In works such as her Pangolins and the series Remaining Balance Insufficient featuring aquatic mammal skeletons, Rupp bends and welds steel rods into graceful lines as effortlessly as if drawn on paper. The animals’ forms are then sheathed in innumerable, shimmering credit cards as they float jewel-like in the air. However, these pangolins and manatees are victims of environmental exploitation as they wrestle with human-caused habitat degradation. Rupp’s visualization of their plight equates the debt incurred with their survival, leveraged against the temporary advantage of human exploitation. Made as they are of credit cards, this work reminds us that, unlike the world of finance, the biosphere is not man-made, and it’s impossible to manipulate with numbers and percentages. Natural habitat is much easier to destroy than repair.

In addition to numerous sculptures, the exhibition features two giant digital prints on fabric that confront the emergency of non-renewable energy and plastic waste and their enduring damage to terrestrial systems.

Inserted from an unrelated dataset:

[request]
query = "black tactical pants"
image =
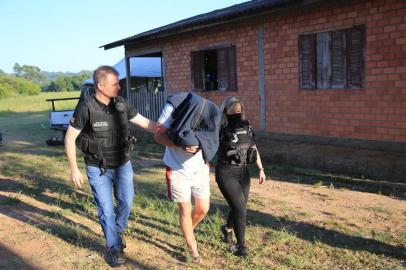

While these immense banners cannot ever be large enough to fully present this unfolding catastrophe, an abstract appreciation for the beauty of materials out of place is obvious.

As much as Christy Rupp’s art is about ecological emergencies, she is informative without being didactic, while her playful wit and whimsical spirit convey the darkest news. However, her direct and accessible message does not come at the expense of aesthetics as the artist’s accomplished draftsmanship and percussive colors are at once delightful and dramatic. In visualizing the effects of ecological degradation, Christy Rupp does not pinpoint any single culprit – only because there isn’t just one cause; rather, there is a collective complacency that permeates society. Anyone who views Rupp’s work is engaged in some way as a citizen of a world in which it is easier to participate in a petrochemical-fueled lifestyle, blissfully ignorant of our burgeoning carbon footprint and impending doom.